Geroscience — the study of aging mechanisms as drug targets — is becoming a serious pharmaceutical field. The premise: aging is the primary risk factor for most chronic diseases. If you can slow aging, you prevent heart disease, cancer, diabetes, and cognitive decline simultaneously. Several drugs with existing safety profiles are now being tested as longevity interventions.
## Candidates with Human Evidence
**Rapamycin (mTOR inhibitor)**: The strongest animal evidence of any longevity drug, with extending lifespan up to 60% in mice. Ora Biomedical’s PEARL trial is the largest ongoing RCT of low-dose rapamycin for healthy aging, though results are not yet available. See [Rapamycin and Longevity](https://sunqi.org/rapamycin-longevity-en/).

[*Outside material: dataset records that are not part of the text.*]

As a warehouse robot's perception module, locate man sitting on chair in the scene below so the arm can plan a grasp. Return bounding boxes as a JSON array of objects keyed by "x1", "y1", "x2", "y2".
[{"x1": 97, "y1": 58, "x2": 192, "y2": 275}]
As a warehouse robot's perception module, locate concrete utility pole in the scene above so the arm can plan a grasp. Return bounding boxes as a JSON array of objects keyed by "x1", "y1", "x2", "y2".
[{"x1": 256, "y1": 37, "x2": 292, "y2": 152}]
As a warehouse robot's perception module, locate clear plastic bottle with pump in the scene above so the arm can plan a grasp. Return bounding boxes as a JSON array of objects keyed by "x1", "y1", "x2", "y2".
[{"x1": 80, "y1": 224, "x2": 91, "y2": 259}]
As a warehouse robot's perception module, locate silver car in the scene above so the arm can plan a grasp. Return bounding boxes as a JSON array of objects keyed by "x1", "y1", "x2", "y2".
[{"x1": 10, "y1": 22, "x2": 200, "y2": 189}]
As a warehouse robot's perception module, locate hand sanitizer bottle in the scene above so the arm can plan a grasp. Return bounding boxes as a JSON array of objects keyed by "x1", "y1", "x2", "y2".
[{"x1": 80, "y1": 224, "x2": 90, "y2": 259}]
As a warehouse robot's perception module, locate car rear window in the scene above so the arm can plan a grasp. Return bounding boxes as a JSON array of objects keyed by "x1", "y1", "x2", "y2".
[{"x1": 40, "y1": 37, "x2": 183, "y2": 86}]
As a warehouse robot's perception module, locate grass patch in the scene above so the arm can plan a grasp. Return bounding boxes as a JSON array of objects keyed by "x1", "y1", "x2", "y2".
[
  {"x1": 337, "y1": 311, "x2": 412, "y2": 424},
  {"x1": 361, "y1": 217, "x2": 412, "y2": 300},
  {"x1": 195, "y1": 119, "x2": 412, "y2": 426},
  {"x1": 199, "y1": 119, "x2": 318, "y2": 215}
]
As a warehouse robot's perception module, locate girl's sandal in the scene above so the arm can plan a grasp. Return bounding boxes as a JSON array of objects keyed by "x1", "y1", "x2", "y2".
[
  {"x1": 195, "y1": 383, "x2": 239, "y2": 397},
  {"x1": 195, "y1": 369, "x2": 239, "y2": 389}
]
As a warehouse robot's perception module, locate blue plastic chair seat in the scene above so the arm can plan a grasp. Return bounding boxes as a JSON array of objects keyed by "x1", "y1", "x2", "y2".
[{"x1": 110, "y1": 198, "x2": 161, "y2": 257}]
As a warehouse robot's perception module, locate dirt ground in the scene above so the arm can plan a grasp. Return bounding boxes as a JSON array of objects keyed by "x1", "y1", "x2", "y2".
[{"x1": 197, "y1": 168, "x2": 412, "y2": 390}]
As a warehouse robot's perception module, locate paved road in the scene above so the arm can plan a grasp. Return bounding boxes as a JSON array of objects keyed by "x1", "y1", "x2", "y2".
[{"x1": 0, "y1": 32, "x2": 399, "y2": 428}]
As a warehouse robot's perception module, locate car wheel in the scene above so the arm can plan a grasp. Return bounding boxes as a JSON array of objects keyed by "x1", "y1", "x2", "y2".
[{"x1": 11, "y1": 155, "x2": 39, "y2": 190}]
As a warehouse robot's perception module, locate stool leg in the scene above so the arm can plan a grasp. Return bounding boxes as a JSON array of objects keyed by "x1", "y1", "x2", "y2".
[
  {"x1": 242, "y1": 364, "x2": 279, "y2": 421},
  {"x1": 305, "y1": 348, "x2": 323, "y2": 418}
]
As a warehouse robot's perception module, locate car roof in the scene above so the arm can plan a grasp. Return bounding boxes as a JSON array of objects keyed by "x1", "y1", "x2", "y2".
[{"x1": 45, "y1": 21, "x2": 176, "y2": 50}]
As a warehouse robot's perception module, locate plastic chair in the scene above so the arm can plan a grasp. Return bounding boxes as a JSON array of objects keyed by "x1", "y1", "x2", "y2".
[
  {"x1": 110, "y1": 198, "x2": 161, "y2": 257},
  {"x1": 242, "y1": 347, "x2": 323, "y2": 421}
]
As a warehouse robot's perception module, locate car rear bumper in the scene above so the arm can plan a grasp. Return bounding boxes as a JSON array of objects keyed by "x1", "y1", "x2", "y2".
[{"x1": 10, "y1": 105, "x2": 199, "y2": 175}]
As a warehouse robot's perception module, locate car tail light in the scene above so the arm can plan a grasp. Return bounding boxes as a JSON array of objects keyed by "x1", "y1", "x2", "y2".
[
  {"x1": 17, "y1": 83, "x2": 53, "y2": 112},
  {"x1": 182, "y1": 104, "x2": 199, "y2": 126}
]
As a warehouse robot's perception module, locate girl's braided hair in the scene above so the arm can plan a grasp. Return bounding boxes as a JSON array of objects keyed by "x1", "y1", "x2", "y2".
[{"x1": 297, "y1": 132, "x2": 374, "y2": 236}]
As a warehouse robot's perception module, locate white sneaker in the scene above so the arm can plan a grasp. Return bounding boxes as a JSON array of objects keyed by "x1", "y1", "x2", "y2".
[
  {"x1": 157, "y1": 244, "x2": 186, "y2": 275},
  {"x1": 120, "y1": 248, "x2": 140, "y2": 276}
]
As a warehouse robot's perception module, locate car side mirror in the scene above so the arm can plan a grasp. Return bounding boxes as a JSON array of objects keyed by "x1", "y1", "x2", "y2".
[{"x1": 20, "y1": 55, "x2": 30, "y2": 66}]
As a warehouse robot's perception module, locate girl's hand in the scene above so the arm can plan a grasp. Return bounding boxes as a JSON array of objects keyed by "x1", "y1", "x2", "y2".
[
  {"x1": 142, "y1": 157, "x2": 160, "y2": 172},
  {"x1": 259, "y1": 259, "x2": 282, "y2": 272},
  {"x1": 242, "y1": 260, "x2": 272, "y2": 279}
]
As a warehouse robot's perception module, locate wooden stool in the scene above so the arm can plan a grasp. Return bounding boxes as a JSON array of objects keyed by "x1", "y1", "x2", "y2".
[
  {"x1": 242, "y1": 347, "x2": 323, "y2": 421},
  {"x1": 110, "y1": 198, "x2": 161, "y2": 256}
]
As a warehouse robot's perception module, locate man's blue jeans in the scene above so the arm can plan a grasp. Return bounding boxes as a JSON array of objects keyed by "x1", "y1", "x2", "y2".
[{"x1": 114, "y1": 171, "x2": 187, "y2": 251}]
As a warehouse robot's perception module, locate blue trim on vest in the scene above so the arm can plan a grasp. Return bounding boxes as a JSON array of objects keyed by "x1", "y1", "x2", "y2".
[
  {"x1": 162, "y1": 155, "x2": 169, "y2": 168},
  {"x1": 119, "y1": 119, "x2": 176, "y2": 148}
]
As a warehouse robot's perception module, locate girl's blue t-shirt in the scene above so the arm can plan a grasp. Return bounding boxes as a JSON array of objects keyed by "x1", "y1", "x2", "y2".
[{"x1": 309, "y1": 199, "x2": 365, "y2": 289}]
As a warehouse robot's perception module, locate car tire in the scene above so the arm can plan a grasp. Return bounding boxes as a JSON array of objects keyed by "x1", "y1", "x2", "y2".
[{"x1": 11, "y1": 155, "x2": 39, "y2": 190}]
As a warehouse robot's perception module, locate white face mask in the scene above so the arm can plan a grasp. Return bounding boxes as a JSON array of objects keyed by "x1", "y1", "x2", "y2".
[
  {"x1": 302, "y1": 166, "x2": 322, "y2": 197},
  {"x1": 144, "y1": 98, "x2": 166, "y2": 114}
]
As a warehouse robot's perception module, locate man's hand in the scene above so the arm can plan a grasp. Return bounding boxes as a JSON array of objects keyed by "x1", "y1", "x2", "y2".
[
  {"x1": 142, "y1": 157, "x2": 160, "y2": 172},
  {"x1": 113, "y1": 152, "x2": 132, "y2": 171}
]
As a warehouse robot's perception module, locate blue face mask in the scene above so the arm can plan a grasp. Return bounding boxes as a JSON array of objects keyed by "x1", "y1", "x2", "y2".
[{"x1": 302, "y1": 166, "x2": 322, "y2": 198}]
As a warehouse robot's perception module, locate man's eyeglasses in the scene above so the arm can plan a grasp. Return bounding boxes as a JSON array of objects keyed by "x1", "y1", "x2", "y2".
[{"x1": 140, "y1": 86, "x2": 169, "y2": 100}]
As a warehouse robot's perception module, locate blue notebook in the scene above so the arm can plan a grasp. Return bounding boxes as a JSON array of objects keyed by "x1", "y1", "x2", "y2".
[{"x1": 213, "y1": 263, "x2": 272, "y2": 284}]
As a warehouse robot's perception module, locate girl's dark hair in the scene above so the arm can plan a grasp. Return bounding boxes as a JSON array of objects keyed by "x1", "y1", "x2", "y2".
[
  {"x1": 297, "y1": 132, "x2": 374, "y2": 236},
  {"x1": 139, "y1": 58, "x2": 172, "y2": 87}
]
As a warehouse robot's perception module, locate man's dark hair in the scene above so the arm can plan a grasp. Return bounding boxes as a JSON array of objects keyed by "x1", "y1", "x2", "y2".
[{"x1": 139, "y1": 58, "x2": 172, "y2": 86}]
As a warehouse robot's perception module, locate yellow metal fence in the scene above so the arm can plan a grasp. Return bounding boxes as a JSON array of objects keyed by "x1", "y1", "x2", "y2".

**Metformin**: The world’s most widely prescribed diabetes drug has attracted longevity attention from epidemiological observations that diabetic patients on metformin show lower rates of certain cancers and cardiovascular disease than non-diabetic controls. The TAME (Targeting Aging with Metformin) trial is a landmark 3,000-participant RCT using composite aging outcomes — the first time the FDA has agreed to aging itself as a trial endpoint. Results expected around 2028. See [TAME trial](https://afar.org/tame-trial/).
**Dasatinib + Quercetin (Senolytics)**: Multiple small human studies show reductions in senescence biomarkers. Larger RCTs in frailty and idiopathic pulmonary fibrosis are ongoing. See [Senolytics](https://sunqi.org/senolytics-anti-aging-en/).
**GLP-1 receptor agonists (semaglutide/Ozempic)**: Best known for weight loss and diabetes, GLP-1 agonists are showing unexpected effects on aging-adjacent mechanisms: reducing systemic inflammation, improving cardiac outcomes, and possibly protecting cognitive function. Multiple 2024 studies report associations between GLP-1 use and reduced Alzheimer’s risk, currently under investigation.
## Research-Stage Candidates
**NAD⁺ precursors (NMN, NR)**: Several large RCTs ongoing; current evidence shows metabolic and muscle function improvements in some trials. See [NMN and Longevity](https://sunqi.org/nmn-longevity-en/).
**Fisetin**: A natural flavonoid with senolytic activity. Low toxicity makes it an attractive component of senolytic combinations under investigation.
**Alpha-ketoglutarate (AKG)**: A TCA cycle intermediate that extended mouse lifespan in a 2020 study. Small human trials are running; larger studies are planned.
**Novel AMPK activators**: Beyond metformin, selective AMPK activators are in preclinical and early clinical stages.
## Partial Cellular Reprogramming
The most ambitious longevity intervention under development is partial cellular reprogramming using Yamanaka factors to reset epigenetic age in adult cells. Altos Labs and Retro Biosciences are the best-funded companies in this space. Core challenges — avoiding tumor formation, achieving in vivo delivery — mean clinical application is many years away.
## The Regulatory Landscape
The FDA has historically not recognized “aging” as a disease, meaning longevity drugs must target specific age-related conditions. The TAME trial’s significance is strategic: demonstrating that metformin delays multiple age-related outcomes simultaneously could open a regulatory pathway for drugs that target aging directly. If TAME succeeds, it may reshape how the FDA evaluates longevity interventions.